AI Realtor: Towards Grounded Persuasive Language Generation for Automated Copywriting
Jibang Wu (The University of Chicago), Chenghao Yang (The University of Chicago), Yi Wu (The University of Chicago), Simon Mahns (The University of Chicago), Chaoqi Wang (The University of Chicago), Hao Zhu (Stanford University), Fei Fang (Carnegie Mellon University), Haifeng Xu (The University of Chicago)
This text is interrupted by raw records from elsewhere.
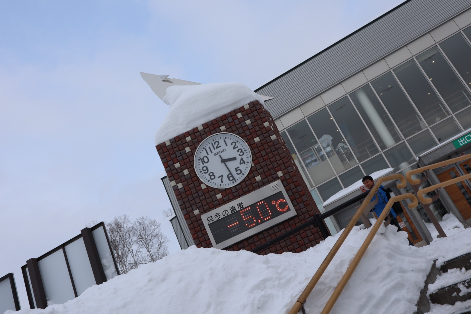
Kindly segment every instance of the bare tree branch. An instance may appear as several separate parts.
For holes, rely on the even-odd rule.
[[[163,214],[163,217],[166,218],[171,218],[175,215],[173,212],[173,210],[171,208],[167,208],[166,209],[164,209],[162,211],[162,213]]]
[[[129,216],[123,215],[115,217],[106,225],[121,274],[169,254],[169,240],[162,233],[160,223],[154,219],[141,217],[131,222]]]

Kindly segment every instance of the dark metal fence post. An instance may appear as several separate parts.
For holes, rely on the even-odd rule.
[[[322,233],[322,236],[324,237],[324,239],[326,239],[327,237],[330,236],[330,233],[329,233],[329,230],[327,230],[327,227],[325,225],[324,225],[324,221],[322,218],[321,218],[321,216],[319,214],[314,214],[314,220],[316,221],[316,224],[317,225],[317,228],[319,228],[319,230]]]

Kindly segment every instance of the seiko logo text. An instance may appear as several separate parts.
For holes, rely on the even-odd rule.
[[[223,152],[225,152],[225,151],[226,151],[226,149],[223,149],[222,151],[219,151],[217,153],[214,153],[214,156],[216,156],[217,155],[219,155],[219,154],[221,153],[223,153]]]

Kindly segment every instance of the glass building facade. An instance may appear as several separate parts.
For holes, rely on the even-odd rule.
[[[421,154],[471,128],[470,88],[471,26],[280,130],[322,210],[364,176],[405,173]]]

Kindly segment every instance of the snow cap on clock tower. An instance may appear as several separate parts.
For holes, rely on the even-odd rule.
[[[148,76],[152,74],[141,75],[151,88],[149,77],[162,82],[166,80],[167,83],[174,80],[168,79],[168,76],[162,80],[162,76],[154,76],[158,77],[156,79]],[[183,81],[184,84],[186,81]],[[250,250],[318,213],[276,125],[263,106],[264,98],[268,97],[239,83],[196,84],[171,84],[165,94],[162,90],[156,91],[155,86],[152,88],[170,106],[155,135],[156,148],[195,244],[213,246],[202,215],[259,189],[266,189],[277,180],[280,180],[296,216],[242,239],[226,250]],[[239,183],[227,188],[215,188],[198,177],[194,159],[197,148],[205,138],[221,132],[235,134],[246,142],[252,163],[246,177]],[[317,229],[308,228],[260,254],[300,252],[323,239]]]

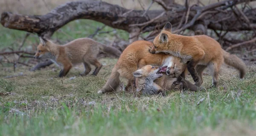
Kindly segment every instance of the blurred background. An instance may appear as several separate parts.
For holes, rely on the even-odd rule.
[[[0,1],[0,12],[10,12],[13,13],[25,15],[44,15],[49,12],[52,9],[58,6],[64,4],[68,2],[75,0],[2,0]],[[151,0],[103,0],[103,1],[112,4],[118,5],[128,9],[143,10],[146,9],[151,2]],[[202,4],[207,5],[221,0],[202,0]],[[189,0],[190,5],[198,2],[198,0]],[[183,5],[185,0],[176,0],[175,3]],[[256,2],[250,3],[253,7],[256,6]],[[240,6],[238,5],[238,6]],[[150,10],[163,10],[162,7],[157,3],[154,3]],[[90,20],[76,20],[68,23],[64,27],[56,31],[51,37],[52,40],[60,44],[64,44],[75,39],[92,37],[97,29],[102,29],[100,32],[93,36],[93,38],[97,41],[106,44],[113,45],[114,43],[119,44],[120,42],[128,41],[129,33],[126,31],[114,29],[104,24]],[[250,33],[246,32],[245,33]],[[39,40],[37,35],[30,35],[26,37],[27,32],[24,31],[11,29],[4,27],[0,25],[0,51],[2,52],[11,51],[12,50],[22,50],[30,52],[34,52],[38,45]],[[146,35],[142,34],[143,35]],[[192,31],[186,30],[183,34],[194,35]],[[215,34],[212,32],[211,36],[216,38]],[[229,33],[227,37],[232,37],[235,39],[241,41],[247,41],[248,36],[244,33],[240,32]],[[24,40],[25,39],[25,40]],[[218,38],[216,38],[218,40]],[[221,41],[219,41],[221,43]],[[122,44],[128,44],[128,43]],[[116,45],[118,46],[118,45]],[[245,56],[247,58],[250,56],[254,57],[253,53],[246,52],[241,48],[239,50],[233,51],[233,52],[237,53],[240,57]],[[27,68],[31,67],[38,62],[34,59],[29,59],[32,55],[26,55],[19,60],[19,63],[26,64]],[[250,58],[249,57],[249,58]],[[0,65],[10,66],[13,65],[14,61],[17,61],[19,59],[17,54],[0,55]],[[248,58],[246,58],[248,59]],[[251,60],[250,58],[249,60]],[[245,60],[245,61],[247,60]],[[255,64],[255,61],[247,61],[248,63]],[[25,66],[26,65],[23,65]]]

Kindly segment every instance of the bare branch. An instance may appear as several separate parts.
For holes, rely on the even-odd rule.
[[[239,47],[239,46],[244,45],[244,44],[247,44],[248,43],[253,43],[255,42],[255,41],[256,41],[256,37],[254,38],[253,38],[250,40],[246,41],[243,42],[241,43],[237,43],[237,44],[232,45],[232,46],[229,47],[228,48],[227,48],[227,49],[226,49],[225,51],[226,52],[228,52],[234,48],[237,48],[238,47]]]
[[[130,25],[129,25],[129,26],[130,27],[134,27],[134,26],[146,26],[148,25],[148,24],[154,21],[155,20],[157,20],[157,19],[158,19],[159,18],[162,17],[162,16],[163,16],[166,13],[166,12],[163,12],[162,13],[162,14],[160,14],[159,15],[158,15],[158,16],[156,17],[151,20],[150,20],[148,21],[148,22],[146,22],[143,23],[139,23],[139,24],[131,24]]]
[[[27,54],[29,55],[35,55],[35,53],[29,52],[24,51],[13,51],[13,52],[0,52],[0,55],[9,55],[12,54],[17,54],[17,53],[24,53]]]
[[[144,13],[143,13],[143,14],[142,14],[142,17],[145,15],[145,14],[147,13],[147,12],[148,11],[148,10],[149,10],[149,9],[150,9],[150,8],[152,6],[152,5],[153,5],[153,3],[154,3],[154,1],[153,0],[151,1],[151,2],[150,3],[149,6],[148,7],[148,9],[147,9],[147,10],[146,10],[146,11],[145,11],[145,12],[144,12]]]

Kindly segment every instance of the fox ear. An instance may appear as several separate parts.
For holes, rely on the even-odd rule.
[[[170,32],[172,32],[172,24],[169,22],[167,22],[166,24],[166,25],[163,27],[163,30],[168,31]]]
[[[168,36],[165,33],[162,33],[159,37],[160,41],[162,43],[167,43],[168,42]]]
[[[142,70],[141,69],[137,70],[134,72],[133,75],[136,77],[141,77],[142,76]]]
[[[43,46],[44,46],[46,45],[46,43],[47,43],[47,40],[44,39],[44,38],[42,38],[42,37],[39,37],[39,39],[40,39],[40,42],[41,42],[41,43],[42,43],[42,44],[43,45]]]

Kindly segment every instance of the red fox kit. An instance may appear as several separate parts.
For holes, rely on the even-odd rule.
[[[119,76],[128,80],[125,90],[131,86],[132,90],[134,90],[133,85],[134,77],[133,73],[146,65],[167,66],[168,67],[172,67],[175,69],[175,71],[172,71],[172,72],[176,73],[175,76],[173,77],[175,78],[185,70],[186,65],[180,62],[180,58],[164,53],[151,54],[148,50],[152,46],[153,43],[151,42],[138,41],[126,47],[112,69],[108,81],[98,93],[103,93],[116,90],[120,84]]]
[[[153,54],[169,53],[182,58],[183,63],[187,62],[188,70],[196,85],[200,86],[203,83],[202,73],[208,67],[212,76],[213,86],[218,87],[219,72],[224,62],[239,70],[240,78],[244,76],[246,66],[243,61],[222,49],[214,39],[204,35],[186,36],[173,34],[172,27],[169,22],[165,25],[154,39],[154,46],[149,52]]]
[[[136,93],[139,96],[142,94],[149,95],[162,94],[163,96],[165,95],[164,90],[154,82],[163,76],[161,72],[166,72],[166,70],[161,70],[163,68],[161,67],[148,65],[133,72],[133,75],[137,77]]]
[[[96,75],[102,65],[96,58],[99,50],[119,57],[121,52],[117,49],[108,46],[88,38],[79,38],[63,46],[55,44],[52,41],[40,38],[40,43],[34,58],[50,58],[57,65],[62,65],[63,68],[58,76],[65,76],[73,64],[82,63],[84,71],[80,75],[85,76],[91,70],[90,64],[95,66],[93,75]]]

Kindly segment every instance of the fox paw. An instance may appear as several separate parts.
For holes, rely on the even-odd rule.
[[[157,92],[157,95],[160,95],[162,96],[165,96],[166,95],[166,93],[164,90],[160,90]]]
[[[198,76],[195,76],[193,78],[193,80],[194,80],[194,82],[197,83],[199,81],[199,77]]]
[[[180,82],[179,82],[177,81],[173,82],[172,83],[172,86],[174,87],[176,87],[177,85],[179,84]]]
[[[99,90],[98,91],[98,94],[102,94],[106,93],[106,91],[104,90]]]

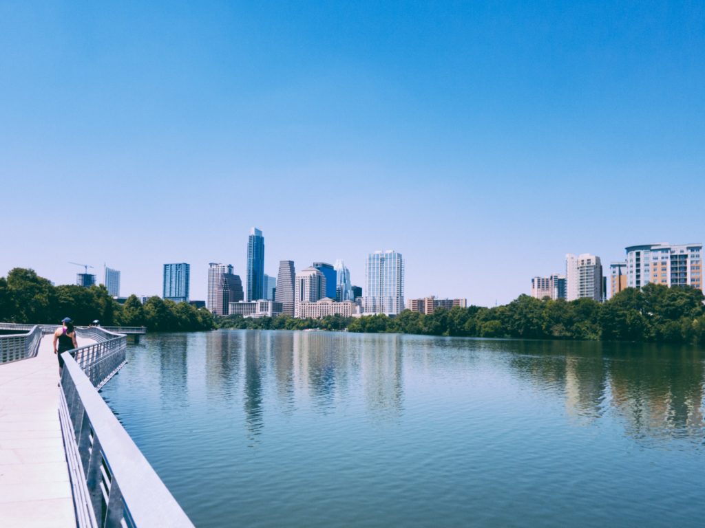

Architectural Patterns & Composition Evaluation & Benchmarking
Abstract
This paper develops an agentic framework that employs large language models (LLMs) for grounded persuasive language generation in automated copywriting, with real estate marketing as a focal application. Our method is designed to align the generated content with user preferences while highlighting useful factual attributes. This agent consists of three key modules: (1) Grounding Module, mimicking expert human behavior to predict marketable features; (2) Personalization Module, aligning content with user preferences; (3) Marketing Module, ensuring factual accuracy and the inclusion of localized features. We conduct systematic human-subject experiments in the domain of real estate marketing, with a focus group of potential house buyers. The results demonstrate that marketing descriptions generated by our approach are preferred over those written by human experts by a clear margin while maintaining the same level of factual accuracy. Our findings suggest a promising agentic approach to automate large-scale targeted copywriting while ensuring factuality of content generation.